“The greatest fine art of the future will be the making of a comfortable living from a small piece of land.”
― Abraham Lincoln
Gardens invite me to think, process, heal, and discover.
Even before the ground has ever been turned and tended, the open untamed spaces tell me things about myself and what I believe. I remember pulling up to our land in Wisconsin shortly after signing the papers to call her our new home and experiencing a feeling I can only describe as awe. When we stepped out of the car, looked around and took that deep breath, I now know I experienced my first garden. A garden full of trees, squirrels, flowers, sunshine, hooting owls, darkness and undeniably powerful possibilities. This was a place to weed through life’s questions, remember what really is, and ponder my place in the world.

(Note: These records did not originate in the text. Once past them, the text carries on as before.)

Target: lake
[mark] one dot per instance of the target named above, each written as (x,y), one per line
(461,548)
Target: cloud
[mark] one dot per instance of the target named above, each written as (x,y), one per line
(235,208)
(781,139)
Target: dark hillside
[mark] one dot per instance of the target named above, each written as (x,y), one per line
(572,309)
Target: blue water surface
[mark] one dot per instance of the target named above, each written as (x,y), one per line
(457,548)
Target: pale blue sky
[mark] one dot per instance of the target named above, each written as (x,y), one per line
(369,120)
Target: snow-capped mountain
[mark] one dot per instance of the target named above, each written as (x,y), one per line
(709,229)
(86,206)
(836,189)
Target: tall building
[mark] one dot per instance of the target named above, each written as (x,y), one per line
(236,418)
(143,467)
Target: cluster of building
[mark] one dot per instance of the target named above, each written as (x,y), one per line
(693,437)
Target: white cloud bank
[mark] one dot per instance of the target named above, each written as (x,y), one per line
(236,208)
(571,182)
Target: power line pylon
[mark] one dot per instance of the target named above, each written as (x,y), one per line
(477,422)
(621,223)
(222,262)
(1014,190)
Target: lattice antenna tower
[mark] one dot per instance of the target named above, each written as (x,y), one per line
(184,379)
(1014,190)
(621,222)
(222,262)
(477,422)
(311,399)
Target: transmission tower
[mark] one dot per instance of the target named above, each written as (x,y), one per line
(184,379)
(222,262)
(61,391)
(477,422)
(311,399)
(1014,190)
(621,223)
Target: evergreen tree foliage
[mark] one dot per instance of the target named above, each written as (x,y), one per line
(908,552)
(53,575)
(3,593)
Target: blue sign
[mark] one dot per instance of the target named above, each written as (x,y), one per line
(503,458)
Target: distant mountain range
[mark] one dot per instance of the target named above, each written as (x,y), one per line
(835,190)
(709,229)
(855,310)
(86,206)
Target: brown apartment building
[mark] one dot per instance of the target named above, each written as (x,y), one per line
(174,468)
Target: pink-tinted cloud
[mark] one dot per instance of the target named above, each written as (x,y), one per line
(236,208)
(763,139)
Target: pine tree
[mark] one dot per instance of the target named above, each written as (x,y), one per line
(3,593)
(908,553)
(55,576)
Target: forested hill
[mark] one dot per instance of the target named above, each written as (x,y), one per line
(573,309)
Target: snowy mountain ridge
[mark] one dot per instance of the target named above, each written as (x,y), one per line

Planning a garden also sends me the great invitation to higher thought. The garden is in my mind, as I weave my way through onions and potatoes, into my heart and happiness, pain and suffering, past the scratching chickens and under the trellis of blooming Morning Glories. A chronic illness last summer left me feeling like the tiny seeds in the dark of the soil, madly trying to find their way to the sun or the spindly little cherry tomato plant that we were ready to put out of its misery, barely able to hold itself up. But again, the garden teaches me. Those tiny seeds hold within them a brilliance that should make us weep, and the spindly tomato plant just needed time, love and a little support to find it’s abundance.
Each of the five gardens we have planted have painted a picture of that present moment. There is the one of me squatting down, breaking off my first purple bean or me triumphantly pulling a giant Canadian Thistle or me sitting at the entrance of the abundant garden sipping tea with my husband or the one where I am gone and the garden is left alone. They all have a single word written below them that describes the main lesson of that year. My first year was courage. The second was persistence. The third was grief. The fourth was weary. The fifth was anxious. If I could predict the sixth, I think I would choose the word restored.
Thoughts of this year’s garden inspire me to honor the greatness within all of us. To transcend the trappings of culture, think boldly, live mindfully, love fully and connect with Universe. We are all like the tiny seeds and the once spindly tomato plant, full of brilliance and our own unique greatness.